Outermost grain layers from relatively recently irradiated lunar regolith samples conserve the true isotopic ratios of implanted solar wind species. This conclusion had been made before Genesis based on the agreement of He and Ne isotopic data measured in the aluminum foils exposed to the solar wind on the Moon during the Apollo missions with data obtained in the first gas release fractions of stepwise in-vacuo etch experiments. Genesis data allowed to strengthen this conclusion and to extend it to all five noble gases. Minor variations in the isotopic compositions of implanted solar noble gases between relatively recently irradiated samples (<100 Ma) and samples irradiated billions of years ago are very likely the result of isotopic fractionation processes that happened after trapping of the gases rather than indicative of true secular changes in the solar wind composition.

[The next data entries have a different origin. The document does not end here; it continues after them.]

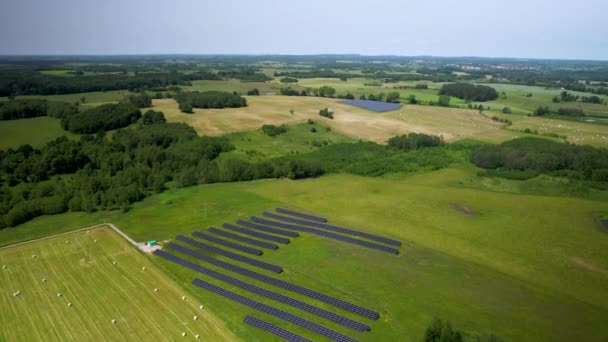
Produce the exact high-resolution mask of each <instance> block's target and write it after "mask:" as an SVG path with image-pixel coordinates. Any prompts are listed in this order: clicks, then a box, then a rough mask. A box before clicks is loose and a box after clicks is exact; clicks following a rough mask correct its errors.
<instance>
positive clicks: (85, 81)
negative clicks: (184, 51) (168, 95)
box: [0, 70, 221, 96]
mask: <svg viewBox="0 0 608 342" xmlns="http://www.w3.org/2000/svg"><path fill="white" fill-rule="evenodd" d="M203 79H205V80H219V79H221V78H220V77H219V76H217V75H215V74H213V73H209V72H206V71H200V72H195V73H188V74H185V73H177V72H165V73H141V74H137V75H133V76H130V75H123V74H99V75H91V76H74V77H65V76H52V75H43V74H40V73H37V72H35V71H21V70H15V71H3V72H2V73H0V96H16V95H58V94H73V93H83V92H91V91H108V90H123V89H127V90H130V91H141V90H144V89H149V90H166V88H167V87H169V86H176V85H187V84H189V83H190V81H193V80H203Z"/></svg>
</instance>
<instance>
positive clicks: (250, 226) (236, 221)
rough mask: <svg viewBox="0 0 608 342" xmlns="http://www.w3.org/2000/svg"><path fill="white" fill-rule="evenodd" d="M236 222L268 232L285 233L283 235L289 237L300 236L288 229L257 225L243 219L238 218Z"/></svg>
mask: <svg viewBox="0 0 608 342" xmlns="http://www.w3.org/2000/svg"><path fill="white" fill-rule="evenodd" d="M236 223H238V224H240V225H242V226H245V227H249V228H253V229H257V230H261V231H264V232H268V233H273V234H279V235H285V236H290V237H298V236H300V234H298V233H295V232H290V231H288V230H283V229H276V228H270V227H264V226H259V225H255V224H251V223H250V222H247V221H243V220H238V221H236Z"/></svg>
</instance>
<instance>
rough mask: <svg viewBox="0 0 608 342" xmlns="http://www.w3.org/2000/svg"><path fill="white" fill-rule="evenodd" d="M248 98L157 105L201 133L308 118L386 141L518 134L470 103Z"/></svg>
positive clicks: (212, 134) (171, 117) (158, 106)
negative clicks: (357, 100) (477, 111)
mask: <svg viewBox="0 0 608 342" xmlns="http://www.w3.org/2000/svg"><path fill="white" fill-rule="evenodd" d="M247 103H248V106H247V107H243V108H224V109H195V110H194V114H185V113H181V112H180V111H179V109H178V107H177V103H176V102H175V101H174V100H172V99H162V100H154V101H153V104H154V108H155V110H160V111H162V112H163V113H165V116H166V117H167V120H168V121H175V122H186V123H188V124H189V125H191V126H193V127H194V128H195V129H196V130H197V132H198V133H199V135H222V134H226V133H233V132H239V131H247V130H253V129H257V128H260V127H261V126H262V125H264V124H275V125H276V124H283V123H294V122H295V123H298V122H300V123H301V122H306V121H307V120H308V119H312V120H315V121H318V122H319V123H321V124H322V125H326V126H329V127H331V128H332V129H333V130H335V131H336V132H339V133H341V134H344V135H346V136H349V137H351V138H355V139H365V140H371V141H376V142H381V143H384V142H386V140H387V139H388V138H390V137H392V136H395V135H398V134H404V133H409V132H418V133H426V134H436V135H442V136H443V137H444V138H445V139H446V140H448V141H454V140H460V139H464V138H476V139H479V140H487V141H504V140H507V139H510V138H512V137H513V136H514V135H515V134H514V133H513V132H511V131H507V130H504V129H502V127H503V126H504V125H503V124H500V123H497V122H495V121H492V120H490V119H489V118H487V117H484V116H482V115H480V114H479V113H478V112H477V111H475V110H469V109H460V108H445V107H436V106H416V105H404V106H403V107H402V108H401V109H398V110H395V111H390V112H384V113H376V112H372V111H369V110H366V109H363V108H359V107H355V106H351V105H347V104H343V103H340V100H339V99H329V98H320V97H297V96H248V97H247ZM326 107H327V108H328V109H329V110H330V111H333V112H335V114H334V119H333V120H329V119H326V118H323V117H320V116H319V110H320V109H322V108H326ZM292 110H293V113H292V112H291V111H292Z"/></svg>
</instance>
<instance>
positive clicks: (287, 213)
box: [275, 208, 327, 222]
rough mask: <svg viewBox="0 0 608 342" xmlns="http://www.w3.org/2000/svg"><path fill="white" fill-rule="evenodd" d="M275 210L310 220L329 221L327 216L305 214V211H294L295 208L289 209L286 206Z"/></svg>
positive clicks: (277, 212)
mask: <svg viewBox="0 0 608 342" xmlns="http://www.w3.org/2000/svg"><path fill="white" fill-rule="evenodd" d="M275 210H276V211H277V213H281V214H285V215H291V216H295V217H299V218H302V219H305V220H309V221H315V222H327V219H326V218H325V217H321V216H315V215H309V214H303V213H299V212H297V211H293V210H289V209H285V208H276V209H275Z"/></svg>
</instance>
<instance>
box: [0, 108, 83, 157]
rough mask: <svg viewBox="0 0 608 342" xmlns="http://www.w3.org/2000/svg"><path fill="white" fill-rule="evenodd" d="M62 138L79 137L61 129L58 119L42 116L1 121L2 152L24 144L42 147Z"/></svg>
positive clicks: (58, 120) (1, 148)
mask: <svg viewBox="0 0 608 342" xmlns="http://www.w3.org/2000/svg"><path fill="white" fill-rule="evenodd" d="M61 136H67V137H75V136H77V135H76V134H73V133H70V132H67V131H65V130H64V129H63V128H61V122H60V120H59V119H56V118H51V117H47V116H42V117H37V118H30V119H19V120H6V121H0V150H4V149H8V148H17V147H19V146H21V145H23V144H30V145H32V146H34V147H41V146H42V145H44V144H45V143H47V142H49V141H51V140H53V139H55V138H58V137H61Z"/></svg>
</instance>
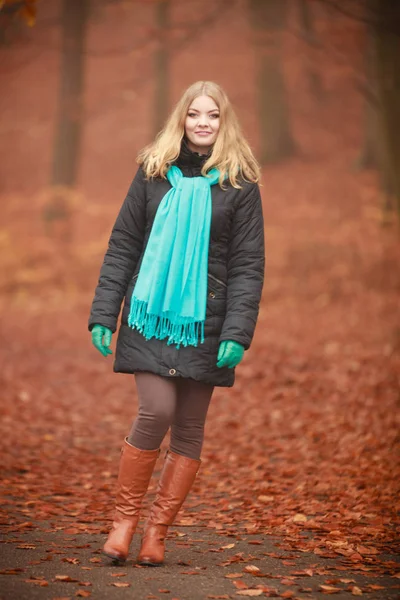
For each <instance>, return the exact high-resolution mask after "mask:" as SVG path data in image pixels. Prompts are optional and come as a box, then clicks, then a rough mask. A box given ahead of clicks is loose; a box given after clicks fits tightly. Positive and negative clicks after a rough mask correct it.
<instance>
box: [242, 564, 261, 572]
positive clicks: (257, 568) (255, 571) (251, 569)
mask: <svg viewBox="0 0 400 600" xmlns="http://www.w3.org/2000/svg"><path fill="white" fill-rule="evenodd" d="M243 571H244V572H245V573H259V572H260V569H259V568H258V567H256V566H255V565H247V566H246V567H245V568H244V569H243Z"/></svg>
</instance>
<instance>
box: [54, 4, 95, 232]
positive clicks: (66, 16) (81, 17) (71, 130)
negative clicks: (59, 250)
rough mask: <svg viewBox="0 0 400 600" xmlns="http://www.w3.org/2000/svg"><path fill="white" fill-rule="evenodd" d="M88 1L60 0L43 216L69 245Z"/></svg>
mask: <svg viewBox="0 0 400 600" xmlns="http://www.w3.org/2000/svg"><path fill="white" fill-rule="evenodd" d="M87 21H88V0H63V4H62V15H61V26H62V53H61V69H60V83H59V93H58V115H57V123H56V131H55V138H54V151H53V165H52V174H51V183H52V186H53V188H52V189H53V193H52V194H51V196H50V198H49V201H48V203H47V205H46V206H45V208H44V212H43V217H44V220H45V223H46V226H47V231H48V232H49V233H55V232H56V231H57V235H58V237H62V238H63V240H64V241H65V242H68V241H69V240H70V237H71V206H70V198H71V195H70V194H68V189H70V188H73V187H74V185H75V183H76V178H77V173H78V168H79V163H80V149H81V137H82V122H83V92H84V63H85V60H84V47H85V40H86V29H87Z"/></svg>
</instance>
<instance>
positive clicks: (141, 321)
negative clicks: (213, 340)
mask: <svg viewBox="0 0 400 600" xmlns="http://www.w3.org/2000/svg"><path fill="white" fill-rule="evenodd" d="M128 325H129V326H130V327H132V329H137V330H138V331H139V332H140V333H141V334H142V335H143V336H144V337H145V338H146V340H150V339H151V338H153V337H155V338H156V339H158V340H165V339H166V338H168V341H167V345H168V346H170V345H171V344H176V345H177V349H179V348H180V346H181V345H182V346H197V345H198V342H199V337H200V342H201V343H202V344H203V343H204V321H191V320H190V317H180V316H179V315H177V314H176V313H173V312H168V313H164V314H163V315H162V316H158V315H153V314H149V313H148V312H147V302H144V301H143V300H138V299H137V298H135V297H134V296H132V299H131V309H130V312H129V317H128Z"/></svg>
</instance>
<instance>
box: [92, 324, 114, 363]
mask: <svg viewBox="0 0 400 600" xmlns="http://www.w3.org/2000/svg"><path fill="white" fill-rule="evenodd" d="M111 338H112V331H111V329H108V327H104V326H103V325H93V329H92V343H93V346H94V347H95V348H97V350H98V351H99V352H101V353H102V355H103V356H108V355H109V354H112V350H111V349H110V348H109V346H110V344H111Z"/></svg>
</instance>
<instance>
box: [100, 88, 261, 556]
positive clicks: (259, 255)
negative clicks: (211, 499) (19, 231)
mask: <svg viewBox="0 0 400 600" xmlns="http://www.w3.org/2000/svg"><path fill="white" fill-rule="evenodd" d="M138 163H139V165H140V166H139V169H138V171H137V173H136V176H135V178H134V180H133V182H132V184H131V186H130V188H129V191H128V195H127V197H126V199H125V201H124V203H123V205H122V208H121V210H120V213H119V215H118V218H117V220H116V223H115V225H114V228H113V230H112V233H111V237H110V241H109V246H108V250H107V252H106V255H105V258H104V263H103V266H102V268H101V272H100V278H99V283H98V286H97V288H96V293H95V298H94V300H93V304H92V310H91V314H90V319H89V330H91V332H92V340H93V343H94V345H95V347H96V348H97V349H98V350H99V351H100V352H101V353H102V354H103V355H104V356H107V355H108V354H111V350H110V348H109V346H110V342H111V336H112V333H114V332H115V331H116V324H117V319H118V315H119V312H120V307H121V303H122V300H123V298H124V297H125V301H124V306H123V310H122V317H121V326H120V329H119V334H118V340H117V348H116V359H115V363H114V371H116V372H120V373H134V374H135V379H136V386H137V392H138V402H139V409H138V415H137V418H136V419H135V421H134V423H133V425H132V428H131V431H130V434H129V436H128V437H126V438H125V439H124V443H123V447H122V449H121V452H122V454H121V458H120V464H119V474H118V482H117V490H116V507H115V515H114V522H113V525H112V529H111V532H110V534H109V536H108V539H107V541H106V543H105V546H104V549H103V551H104V553H105V554H106V555H107V556H109V557H111V558H113V559H114V560H116V561H120V562H124V561H125V560H126V558H127V556H128V552H129V546H130V543H131V540H132V536H133V534H134V532H135V529H136V526H137V523H138V519H139V510H140V507H141V502H142V499H143V496H144V494H145V493H146V491H147V488H148V485H149V481H150V478H151V475H152V473H153V469H154V466H155V463H156V460H157V457H158V455H159V451H160V445H161V442H162V440H163V439H164V436H165V434H166V432H167V431H168V429H169V427H171V442H170V447H169V449H168V450H167V453H166V458H165V461H164V465H163V469H162V473H161V476H160V480H159V484H158V488H157V491H156V498H155V501H154V503H153V505H152V506H151V508H150V513H149V517H148V519H147V521H146V523H145V526H144V534H143V538H142V545H141V549H140V552H139V556H138V563H139V564H142V565H150V566H158V565H161V564H162V563H163V560H164V551H165V547H164V540H165V537H166V534H167V529H168V526H169V525H171V524H172V523H173V521H174V519H175V517H176V515H177V513H178V511H179V509H180V507H181V505H182V503H183V502H184V500H185V498H186V496H187V494H188V493H189V490H190V488H191V487H192V484H193V482H194V480H195V477H196V474H197V471H198V469H199V466H200V462H201V461H200V454H201V449H202V444H203V436H204V423H205V419H206V415H207V410H208V406H209V403H210V400H211V395H212V392H213V389H214V386H228V387H230V386H232V385H233V383H234V369H235V367H236V366H237V365H238V364H239V362H240V361H241V360H242V358H243V354H244V351H245V350H247V349H248V348H249V346H250V343H251V340H252V337H253V333H254V328H255V325H256V320H257V316H258V308H259V302H260V297H261V291H262V285H263V276H264V229H263V217H262V208H261V198H260V192H259V188H258V184H257V182H258V180H259V167H258V165H257V162H256V160H255V159H254V157H253V154H252V152H251V150H250V148H249V146H248V144H247V142H246V141H245V139H244V138H243V136H242V133H241V131H240V128H239V125H238V122H237V119H236V117H235V114H234V112H233V109H232V107H231V105H230V103H229V100H228V98H227V96H226V94H225V93H224V92H223V90H222V89H221V88H220V87H219V86H218V85H217V84H215V83H212V82H204V81H200V82H197V83H195V84H193V85H192V86H190V87H189V88H188V89H187V90H186V92H185V93H184V94H183V96H182V98H181V100H180V101H179V102H178V104H177V105H176V107H175V109H174V110H173V112H172V114H171V115H170V117H169V119H168V121H167V123H166V125H165V127H164V129H163V130H162V131H161V132H160V134H159V135H158V136H157V138H156V140H155V141H154V142H153V143H152V144H150V145H149V146H148V147H146V148H144V149H143V150H142V151H141V153H140V154H139V157H138Z"/></svg>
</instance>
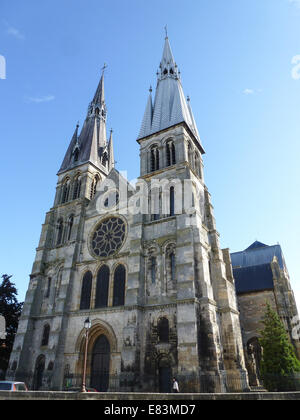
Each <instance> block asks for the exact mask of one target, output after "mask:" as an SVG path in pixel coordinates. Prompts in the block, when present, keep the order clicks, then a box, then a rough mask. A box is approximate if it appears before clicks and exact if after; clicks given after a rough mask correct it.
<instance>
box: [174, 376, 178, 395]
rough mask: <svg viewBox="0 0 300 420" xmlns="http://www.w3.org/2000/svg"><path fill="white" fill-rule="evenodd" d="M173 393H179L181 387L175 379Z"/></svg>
mask: <svg viewBox="0 0 300 420" xmlns="http://www.w3.org/2000/svg"><path fill="white" fill-rule="evenodd" d="M173 392H179V386H178V382H177V380H176V378H173Z"/></svg>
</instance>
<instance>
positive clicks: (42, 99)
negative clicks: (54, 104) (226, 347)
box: [26, 95, 55, 104]
mask: <svg viewBox="0 0 300 420" xmlns="http://www.w3.org/2000/svg"><path fill="white" fill-rule="evenodd" d="M54 99H55V96H54V95H46V96H35V97H32V96H31V97H27V98H26V101H27V102H31V103H35V104H40V103H43V102H50V101H54Z"/></svg>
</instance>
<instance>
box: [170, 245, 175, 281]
mask: <svg viewBox="0 0 300 420" xmlns="http://www.w3.org/2000/svg"><path fill="white" fill-rule="evenodd" d="M169 260H170V269H171V270H170V274H171V281H172V282H175V279H176V263H175V253H174V251H172V253H171V254H170V255H169Z"/></svg>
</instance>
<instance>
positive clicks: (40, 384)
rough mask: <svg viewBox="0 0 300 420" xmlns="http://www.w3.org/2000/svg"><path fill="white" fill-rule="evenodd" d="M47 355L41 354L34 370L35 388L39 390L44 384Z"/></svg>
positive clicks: (35, 390) (36, 362)
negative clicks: (43, 378) (44, 355)
mask: <svg viewBox="0 0 300 420" xmlns="http://www.w3.org/2000/svg"><path fill="white" fill-rule="evenodd" d="M45 361H46V359H45V356H43V355H41V356H39V357H38V358H37V361H36V364H35V372H34V384H33V389H34V390H35V391H38V390H39V389H40V388H41V387H42V386H43V376H44V370H45Z"/></svg>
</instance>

This is particularly important for the 3He/4He ratio, whose constancy over billions of years indicates that hardly any 3He produced as transient product of the pp-chains has been mixed from the solar interior into its outer convective zone. The He isotopic composition measured in the present-day solar wind therefore is identical to the (D + 3He)/4He ratio at the start of the suns’s main sequence phase and hence can be used to determine the protosolar D/H ratio.
Genesis settled the long-standing controversy on the isotopic composition of nitrogen in lunar regolith samples. The 15N/14N ratio in the solar wind as measured by Genesis is lower than in any lunar sample. This proves that nitrogen in regolith samples is dominated by non-solar sources. A postulated secular increase of 15N/14N by some 30% over the past few Ga is not tenable any longer. Genesis also provided accurate data on the isotopic composition of oxygen in the solar wind, invaluable for cosmochemisty. These data superseded but essentially confirmed one value – and disproved a second one – derived from lunar regolith samples shortly prior to Genesis.
Genesis also confirmed prior conclusions that lunar regolith samples essentially conserve the true elemental ratios of the heavy noble gases in the solar wind (Ar/Kr, Kr/Xe). Several secular changes of elemental abundances of noble gases in the solar wind had been proposed based on lunar and meteoritic data. I argue here that lunar data – in concert with Genesis – provide convincing evidence only for a long-term decrease of the Kr/Xe ratio by almost a factor of two over the past several Ga. It appears that the enhancement of abundances of elements with a low first ionisation potential in the solar wind (FIP effect) changed with time.
Finally, Genesis allows a somewhat improved comparison of the present-day flux of solar wind Kr and Xe with the total amount of heavy solar wind noble gases in the lunar regolith. It remains unclear whether the past solar wind flux has been several times higher on average than it is today."